BACKGROUND AND AIMS: Emerging evidence supports artificial intelligence-enhanced electrocardiogram (AI-ECG) for detecting acute myocardial infarction (AMI), but real-world validation is needed. The aim of this study was to evaluate the performance of AI-ECG in detecting AMI in the emergency department (ED). METHODS: The Rule-Out acute Myocardial Infarction using Artificial intelligence Electrocardiogram analysis (ROMIAE) study is a prospective cohort study conducted in the Republic of Korea from March 2022 to October 2023, involving 18 university-level teaching hospitals. Adult patients presenting to the ED within 24 h of symptom onset concerning for AMI were assessed. Exposure included AI-ECG score, HEART score, GRACE 2.0 score, high-sensitivity troponin level, and Physician AMI score. The primary outcome was diagnosis of AMI during index admission, and the secondary outcome was 30 day major adverse cardiovascular event (MACE). RESULTS: The study population comprised 8493 adults, of whom 1586 (18.6%) were diagnosed with AMI. The area under the receiver operating characteristic curve for AI-ECG was 0.878 (95% CI, 0.868-0.888), comparable with the HEART score (0.877
95% CI, 0.869-0.886) and superior to the GRACE 2.0 score, high-sensitivity troponin level, and Physician AMI score.
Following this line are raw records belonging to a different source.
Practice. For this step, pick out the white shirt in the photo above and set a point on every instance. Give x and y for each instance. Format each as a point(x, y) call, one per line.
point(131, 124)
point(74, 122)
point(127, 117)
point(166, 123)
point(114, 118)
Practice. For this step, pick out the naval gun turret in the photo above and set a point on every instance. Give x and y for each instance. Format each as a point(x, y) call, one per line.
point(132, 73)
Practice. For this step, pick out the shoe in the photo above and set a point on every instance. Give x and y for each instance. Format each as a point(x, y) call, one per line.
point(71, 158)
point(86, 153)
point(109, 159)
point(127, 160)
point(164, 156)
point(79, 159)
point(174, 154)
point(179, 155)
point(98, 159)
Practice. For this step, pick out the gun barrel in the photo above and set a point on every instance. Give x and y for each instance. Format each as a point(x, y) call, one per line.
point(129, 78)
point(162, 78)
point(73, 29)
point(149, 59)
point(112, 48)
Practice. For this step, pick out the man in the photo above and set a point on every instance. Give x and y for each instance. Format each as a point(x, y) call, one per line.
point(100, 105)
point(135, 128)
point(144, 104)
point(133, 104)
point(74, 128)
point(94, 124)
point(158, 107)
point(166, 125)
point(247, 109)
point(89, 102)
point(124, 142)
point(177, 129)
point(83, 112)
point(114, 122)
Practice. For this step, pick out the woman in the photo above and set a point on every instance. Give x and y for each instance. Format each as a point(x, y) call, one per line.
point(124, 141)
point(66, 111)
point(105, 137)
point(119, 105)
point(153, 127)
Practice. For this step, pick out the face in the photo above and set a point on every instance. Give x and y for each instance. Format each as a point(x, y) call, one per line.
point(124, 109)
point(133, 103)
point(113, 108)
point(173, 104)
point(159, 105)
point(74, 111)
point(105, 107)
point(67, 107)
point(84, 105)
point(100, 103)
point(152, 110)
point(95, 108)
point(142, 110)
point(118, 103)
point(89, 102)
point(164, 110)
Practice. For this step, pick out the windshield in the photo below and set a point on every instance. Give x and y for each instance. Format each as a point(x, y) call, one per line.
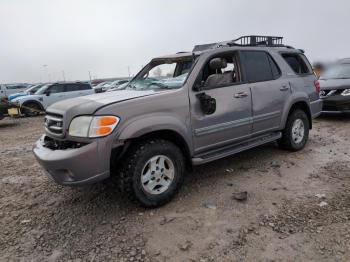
point(340, 71)
point(41, 90)
point(33, 89)
point(165, 74)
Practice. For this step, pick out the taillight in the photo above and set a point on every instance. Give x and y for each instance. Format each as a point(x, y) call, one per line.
point(317, 86)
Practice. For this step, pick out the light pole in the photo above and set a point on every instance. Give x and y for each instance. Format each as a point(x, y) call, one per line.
point(45, 69)
point(64, 77)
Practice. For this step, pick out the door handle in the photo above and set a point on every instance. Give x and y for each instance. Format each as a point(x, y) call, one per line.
point(241, 95)
point(284, 88)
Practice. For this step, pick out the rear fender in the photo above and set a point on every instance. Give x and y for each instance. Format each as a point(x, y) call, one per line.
point(292, 100)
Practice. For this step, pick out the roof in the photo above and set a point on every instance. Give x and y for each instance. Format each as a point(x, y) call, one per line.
point(246, 42)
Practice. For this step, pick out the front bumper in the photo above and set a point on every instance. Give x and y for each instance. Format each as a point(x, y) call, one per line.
point(75, 166)
point(336, 103)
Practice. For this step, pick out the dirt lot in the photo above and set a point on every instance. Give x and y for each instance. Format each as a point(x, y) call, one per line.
point(298, 207)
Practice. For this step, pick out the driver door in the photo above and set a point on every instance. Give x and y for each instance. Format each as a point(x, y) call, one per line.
point(232, 120)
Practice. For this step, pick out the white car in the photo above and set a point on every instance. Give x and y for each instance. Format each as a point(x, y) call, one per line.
point(48, 94)
point(9, 89)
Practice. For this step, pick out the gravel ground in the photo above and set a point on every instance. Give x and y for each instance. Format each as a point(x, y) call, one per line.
point(297, 207)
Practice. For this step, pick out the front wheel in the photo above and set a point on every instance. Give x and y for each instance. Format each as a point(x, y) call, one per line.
point(152, 172)
point(296, 132)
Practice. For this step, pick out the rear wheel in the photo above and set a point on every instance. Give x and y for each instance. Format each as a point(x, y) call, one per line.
point(31, 109)
point(296, 132)
point(152, 172)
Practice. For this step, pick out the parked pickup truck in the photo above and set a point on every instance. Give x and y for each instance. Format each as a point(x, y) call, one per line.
point(180, 111)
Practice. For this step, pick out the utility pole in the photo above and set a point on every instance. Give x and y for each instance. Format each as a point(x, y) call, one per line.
point(89, 76)
point(64, 77)
point(45, 69)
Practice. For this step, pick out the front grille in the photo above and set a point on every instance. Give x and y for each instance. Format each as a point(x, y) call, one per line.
point(327, 93)
point(61, 145)
point(54, 123)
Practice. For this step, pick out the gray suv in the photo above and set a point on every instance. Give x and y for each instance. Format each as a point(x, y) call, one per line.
point(180, 111)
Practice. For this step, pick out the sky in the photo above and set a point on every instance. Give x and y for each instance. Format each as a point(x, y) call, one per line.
point(45, 40)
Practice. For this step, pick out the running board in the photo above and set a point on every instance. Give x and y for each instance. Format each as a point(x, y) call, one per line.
point(234, 149)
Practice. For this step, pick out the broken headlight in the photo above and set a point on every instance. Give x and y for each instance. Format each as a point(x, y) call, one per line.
point(346, 92)
point(93, 126)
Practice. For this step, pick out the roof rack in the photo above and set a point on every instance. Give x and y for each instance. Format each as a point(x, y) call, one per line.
point(257, 40)
point(250, 40)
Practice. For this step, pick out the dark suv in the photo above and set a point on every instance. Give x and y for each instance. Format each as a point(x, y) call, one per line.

For predicting 30 day MACE, AI-ECG (area under the receiver operating characteristic, 0.866
95% CI, 0.856-0.877) performed comparably with the HEART score (0.858
95% CI, 0.848-0.868). The integration of the AI-ECG improved risk stratification and AMI discrimination, with a net reclassification improvement of 19.6% (95% CI, 17.38-21.89) and a C-index of 0.926 (95% CI, 0.919-0.933), compared with the HEART score alone. CONCLUSIONS: In this multicentre prospective study, the AI-ECG demonstrated diagnostic accuracy and predictive power for AMI and 30 day MACE, which was similar to or better than that of traditional risk stratification methods and ED physicians.